Site by site hands on reviews, evaluating staff hours, equipment, processes – examples include:
Adjusting breakfast at KCHS due to bell schedule change, which could have reduced our breakfast participation. A mobile breakfast cart was built by converting unused equipment in storage at no cost that can be placed at the bus entrance for students to ‘grab and go.’
At Nanwalek due to limited space, we are purchasing a mobile heated serving buffet to reduce the need to pre-plate and serve all students the complete meal. This meets the ‘offer versus serve’ requirements and will reduce waste.
Reducing the amount of paper / plastic / foam products used and discarded where possible:
Switching from foam trays to reusable trays at four schools since December at a savings of $4400 (208 cases of foam trays.)
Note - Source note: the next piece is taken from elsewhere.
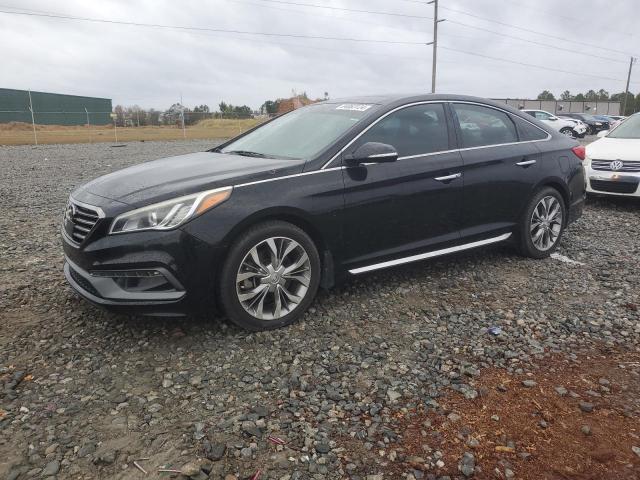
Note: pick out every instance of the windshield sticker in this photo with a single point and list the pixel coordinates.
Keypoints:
(356, 107)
Reducing the amount of pre-portioning food into individual cups and boats has saved 347 cases of cups and boats and $7200.
West Homer and McNeil have opted to use no sporks. We have provided them stainless spoons that we have had in storage for years and they purchased their own forks with a savings of 100 cases of sporks and $1500.
Piloting a 100% compostable tray made from 100% recycled paper fibers at two schools for the 2017-18 school year. Working with the landfill and schools to develop composting programs using these.
Asking for, and getting, building staff inputs to reduce overall costs in current fiscal climate.
Using the AESOP system to document vacancies and absences.